Smith became a lieutenant colonel in the Regular Army in July 1864, to rank from May 9. On May 14, 1864 President Abraham Lincoln appointed Smith a major general in the volunteers, to rank from May 12, 1864, the date of the United States Senate's confirmation of President Lincoln's May 9, 1864 nomination of Smith for the appointment.

In July, 1864, Smith led an expedition into Mississippi. On July 14–15, he defeated Confederate Lt. Gen.
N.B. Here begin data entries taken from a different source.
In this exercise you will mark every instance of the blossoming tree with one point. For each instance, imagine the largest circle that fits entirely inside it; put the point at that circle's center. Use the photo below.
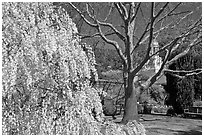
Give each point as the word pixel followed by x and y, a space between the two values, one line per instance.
pixel 47 73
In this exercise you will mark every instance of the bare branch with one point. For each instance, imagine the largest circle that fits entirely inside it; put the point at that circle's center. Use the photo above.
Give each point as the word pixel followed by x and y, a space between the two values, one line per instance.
pixel 83 17
pixel 100 33
pixel 166 27
pixel 124 10
pixel 110 10
pixel 136 11
pixel 161 10
pixel 120 11
pixel 135 70
pixel 114 43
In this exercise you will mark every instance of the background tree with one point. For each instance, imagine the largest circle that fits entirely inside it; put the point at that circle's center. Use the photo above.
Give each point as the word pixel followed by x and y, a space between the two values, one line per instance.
pixel 136 27
pixel 185 89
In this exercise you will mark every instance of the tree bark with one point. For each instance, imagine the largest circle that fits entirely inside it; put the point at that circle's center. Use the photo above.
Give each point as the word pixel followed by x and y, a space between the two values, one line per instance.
pixel 130 109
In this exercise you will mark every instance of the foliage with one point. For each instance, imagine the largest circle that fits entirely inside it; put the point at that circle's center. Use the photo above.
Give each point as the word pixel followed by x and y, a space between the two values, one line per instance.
pixel 183 92
pixel 46 74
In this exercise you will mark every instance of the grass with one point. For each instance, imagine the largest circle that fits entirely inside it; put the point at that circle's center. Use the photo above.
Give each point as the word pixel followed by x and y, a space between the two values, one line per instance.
pixel 167 125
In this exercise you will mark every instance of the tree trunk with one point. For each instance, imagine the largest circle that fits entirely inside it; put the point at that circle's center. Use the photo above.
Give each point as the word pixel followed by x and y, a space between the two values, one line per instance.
pixel 130 109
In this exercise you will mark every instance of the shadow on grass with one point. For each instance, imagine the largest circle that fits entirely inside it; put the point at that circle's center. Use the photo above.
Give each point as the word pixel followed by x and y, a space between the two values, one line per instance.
pixel 157 131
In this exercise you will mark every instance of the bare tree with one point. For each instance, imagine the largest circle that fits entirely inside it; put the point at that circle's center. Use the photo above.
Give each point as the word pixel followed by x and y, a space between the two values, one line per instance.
pixel 129 38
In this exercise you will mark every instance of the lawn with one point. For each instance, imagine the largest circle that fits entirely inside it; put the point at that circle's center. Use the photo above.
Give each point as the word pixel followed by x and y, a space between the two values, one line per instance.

Stephen D. Lee at the Battle of Tupelo, where Lee took over general command over the Confederate forces on the field from General Nathan Bedford Forrest.

In retaliation for Forrest's raid on Fort Pillow, north of Memphis, Union General Andrew Jackson Smith, with a large military force, arrived in Oxford, Mississippi on August 24, 1864, and in one day burned the Lafayette County Courthouse, all the business houses on the Square, except one, and all homes in the immediate area.
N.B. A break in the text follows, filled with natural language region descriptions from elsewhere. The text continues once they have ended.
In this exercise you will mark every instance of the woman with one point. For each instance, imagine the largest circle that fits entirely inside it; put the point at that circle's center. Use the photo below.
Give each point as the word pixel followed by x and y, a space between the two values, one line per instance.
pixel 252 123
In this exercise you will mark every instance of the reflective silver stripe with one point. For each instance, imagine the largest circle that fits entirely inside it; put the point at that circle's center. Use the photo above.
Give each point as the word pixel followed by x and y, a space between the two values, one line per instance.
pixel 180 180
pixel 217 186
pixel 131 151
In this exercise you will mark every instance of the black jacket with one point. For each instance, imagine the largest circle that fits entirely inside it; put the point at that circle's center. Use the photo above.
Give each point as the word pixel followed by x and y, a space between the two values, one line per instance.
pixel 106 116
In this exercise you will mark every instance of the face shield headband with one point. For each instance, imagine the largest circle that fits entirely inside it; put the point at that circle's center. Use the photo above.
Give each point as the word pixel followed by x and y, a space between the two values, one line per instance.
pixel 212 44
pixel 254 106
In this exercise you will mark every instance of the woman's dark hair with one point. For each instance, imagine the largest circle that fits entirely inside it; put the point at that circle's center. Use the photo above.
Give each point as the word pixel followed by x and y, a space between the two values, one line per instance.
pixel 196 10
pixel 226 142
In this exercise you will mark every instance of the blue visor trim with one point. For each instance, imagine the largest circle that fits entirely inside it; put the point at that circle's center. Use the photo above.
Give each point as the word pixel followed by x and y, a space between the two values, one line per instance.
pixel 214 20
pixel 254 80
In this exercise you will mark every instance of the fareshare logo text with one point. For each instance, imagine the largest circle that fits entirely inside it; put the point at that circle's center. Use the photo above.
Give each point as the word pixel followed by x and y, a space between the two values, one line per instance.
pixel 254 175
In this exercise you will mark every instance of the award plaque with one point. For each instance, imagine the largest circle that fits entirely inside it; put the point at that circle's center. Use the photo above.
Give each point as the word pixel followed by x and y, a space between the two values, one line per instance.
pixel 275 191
During the autumn of 1864, Smith lead Union troops against Confederate Maj. Gen. Sterling Price during Price's raid into Missouri. Smith was then summoned to join forces with Maj. Gen. George Henry Thomas at Nashville, Tennessee, then threatened by the advance of Confederate Lt. Gen. John Bell Hood. Smith bore a conspicuous share in the crowning victory at the Battle of Nashville leading his troops past the Confederates' south flank. He commanded the XVI corps in the final campaign against Mobile, Alabama, in 1865.
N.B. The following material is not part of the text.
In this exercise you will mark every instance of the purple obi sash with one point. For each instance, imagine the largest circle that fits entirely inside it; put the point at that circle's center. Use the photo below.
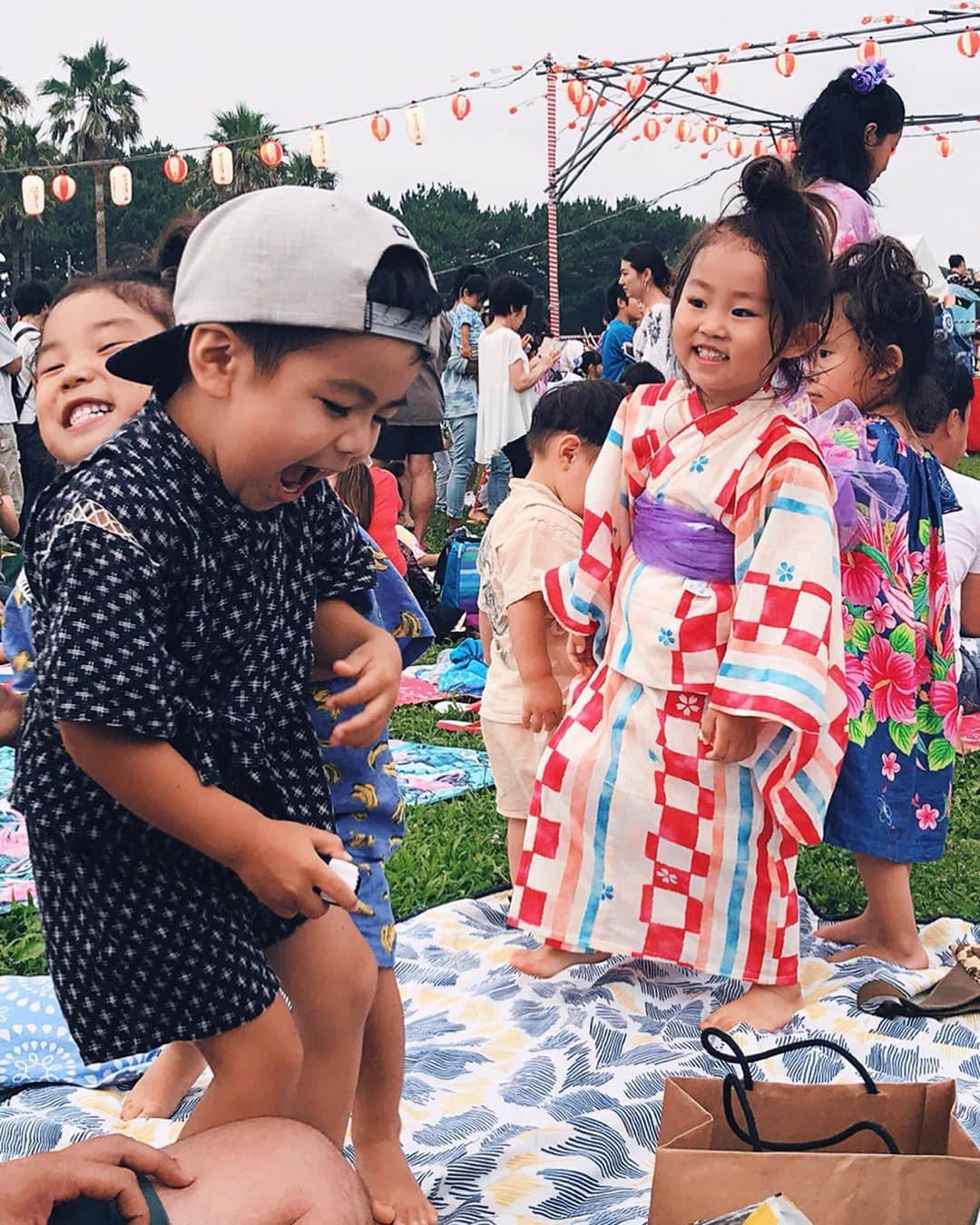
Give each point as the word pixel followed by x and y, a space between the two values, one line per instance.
pixel 682 542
On April 10, 1866, President Andrew Johnson nominated Smith for appointment to the grade of brigadier general in the United States Army (Regular Army), to rank from March 13, 1865, for his services at the Battle of Tupelo and the United States Senate confirmed the appointment on May 4, 1866. On the same dates, President Johnson nominated and the United States Senate confirmed Johnson's appointment of Smith as brevet major general in the Regular Army, to rank from March 13, 1865, for his success in leading his men at the Battle of Nashville. The Senate reconfirmed this appointment on July 14, 1866, after recalling the confirmation and return of the nomination to President Johnson for possible readjustment of the date.

==Postbellum life==
Smith resigned his volunteer commission and was mustered out of the volunteers on January 15, 1866. He then became colonel of the U.S. 7th Cavalry Regiment, serving in the American West. He retired from the military service in April 1869 to become postmaster of St. Louis, Missouri, where he died on January 30, 1897. He was buried at Bellefontaine Cemetery in St. Louis.